The Truth About Hyperventilation and Why You Shouldn’t Do It

Photo Courtesy: Annie Grevers

By Jane Ehret, Medical Student, St. George’s University, Class of 2020.

A recent fad to hit the swimming community is more dangerous than one would think. Over the past few years, it has become increasingly popular to hyperventilate immediately before racing in an effort to improve cardiovascular performance. The reasoning behind such practice is futile, while the potential consequences, lethal.

“Hypoxic blackout” refers to a sudden loss of consciousness often resulting in the drowning of even the most skilled swimmers. Such incidents of drowning have nothing to do with one’s ability to swim, but everything to do with basic human physiology.

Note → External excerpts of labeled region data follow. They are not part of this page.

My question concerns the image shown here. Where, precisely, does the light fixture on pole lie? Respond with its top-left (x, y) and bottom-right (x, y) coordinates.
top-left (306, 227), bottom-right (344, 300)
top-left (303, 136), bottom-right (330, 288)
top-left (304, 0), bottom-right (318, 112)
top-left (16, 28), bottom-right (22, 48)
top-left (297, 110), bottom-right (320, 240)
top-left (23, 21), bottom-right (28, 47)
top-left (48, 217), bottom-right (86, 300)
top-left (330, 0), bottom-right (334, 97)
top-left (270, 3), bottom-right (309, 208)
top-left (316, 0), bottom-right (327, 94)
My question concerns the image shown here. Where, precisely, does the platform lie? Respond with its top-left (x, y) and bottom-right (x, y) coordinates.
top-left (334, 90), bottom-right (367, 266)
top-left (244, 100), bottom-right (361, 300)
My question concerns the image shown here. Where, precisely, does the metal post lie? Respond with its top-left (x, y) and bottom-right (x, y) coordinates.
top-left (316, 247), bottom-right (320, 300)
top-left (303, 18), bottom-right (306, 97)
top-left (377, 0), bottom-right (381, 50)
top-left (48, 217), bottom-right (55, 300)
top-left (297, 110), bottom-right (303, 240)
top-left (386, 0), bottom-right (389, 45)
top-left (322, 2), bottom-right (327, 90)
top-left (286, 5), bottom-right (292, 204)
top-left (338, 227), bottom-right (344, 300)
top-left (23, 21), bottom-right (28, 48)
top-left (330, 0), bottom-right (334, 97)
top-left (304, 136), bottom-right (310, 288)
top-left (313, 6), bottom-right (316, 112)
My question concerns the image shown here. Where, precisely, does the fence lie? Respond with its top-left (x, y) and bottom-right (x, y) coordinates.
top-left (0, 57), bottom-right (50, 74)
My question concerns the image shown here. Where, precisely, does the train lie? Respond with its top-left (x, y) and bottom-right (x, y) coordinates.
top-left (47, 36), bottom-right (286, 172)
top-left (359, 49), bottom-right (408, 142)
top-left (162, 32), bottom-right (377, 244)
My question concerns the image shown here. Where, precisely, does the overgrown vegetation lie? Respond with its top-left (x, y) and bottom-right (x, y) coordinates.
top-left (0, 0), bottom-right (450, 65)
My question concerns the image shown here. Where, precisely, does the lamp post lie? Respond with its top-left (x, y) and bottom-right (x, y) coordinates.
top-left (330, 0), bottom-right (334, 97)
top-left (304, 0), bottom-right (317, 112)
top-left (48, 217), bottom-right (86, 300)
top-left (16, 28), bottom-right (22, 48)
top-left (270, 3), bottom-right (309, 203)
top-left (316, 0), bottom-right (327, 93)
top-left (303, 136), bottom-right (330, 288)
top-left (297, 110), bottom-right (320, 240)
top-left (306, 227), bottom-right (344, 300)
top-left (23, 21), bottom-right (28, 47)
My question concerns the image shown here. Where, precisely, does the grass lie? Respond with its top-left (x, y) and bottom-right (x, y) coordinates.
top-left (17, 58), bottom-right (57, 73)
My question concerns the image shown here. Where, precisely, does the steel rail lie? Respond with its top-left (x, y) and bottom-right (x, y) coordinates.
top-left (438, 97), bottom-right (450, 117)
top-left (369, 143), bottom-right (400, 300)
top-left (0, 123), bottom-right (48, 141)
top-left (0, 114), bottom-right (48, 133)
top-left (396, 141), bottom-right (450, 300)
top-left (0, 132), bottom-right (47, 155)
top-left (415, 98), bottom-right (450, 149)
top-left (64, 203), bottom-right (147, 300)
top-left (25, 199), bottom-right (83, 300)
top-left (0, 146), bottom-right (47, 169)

As swimmers, we’re always looking for ways to combat the “lactic acid” that inevitably builds up as we race. Have you noticed how your breathing rate increases as your lactate levels rise halfway through that 200 fly? This respiratory reflex is your body’s natural response to elevated lactic acid in the blood.

Just like the chlorinated pool water we swim in, the pH of our blood needs to be in a specific range for everything to work properly. The body is programmed to maintain a homeostatic pH of around 7.4, with lower pH’s being acidosis and higher pH’s being alkalosis. The primary way our body regulates pH is through respiration. Inhale oxygen, exhale carbon dioxide. So the faster you breathe, the more CO2 you “blow off.”

Think of CO2 as an acid: the faster you breathe, the more CO2 you lose, and the less acid is in your blood, meaning the pH is higher. This is called respiratory alkalosis (an elevated blood pH due to rapid breathing). The proposed rationale behind hyperventilating is that you transiently establish a state of respiratory alkalosis before diving in. This is incorrectly presumed to delay the onset of lactic acidosis and improve performance. However, human physiology is much more complex than that.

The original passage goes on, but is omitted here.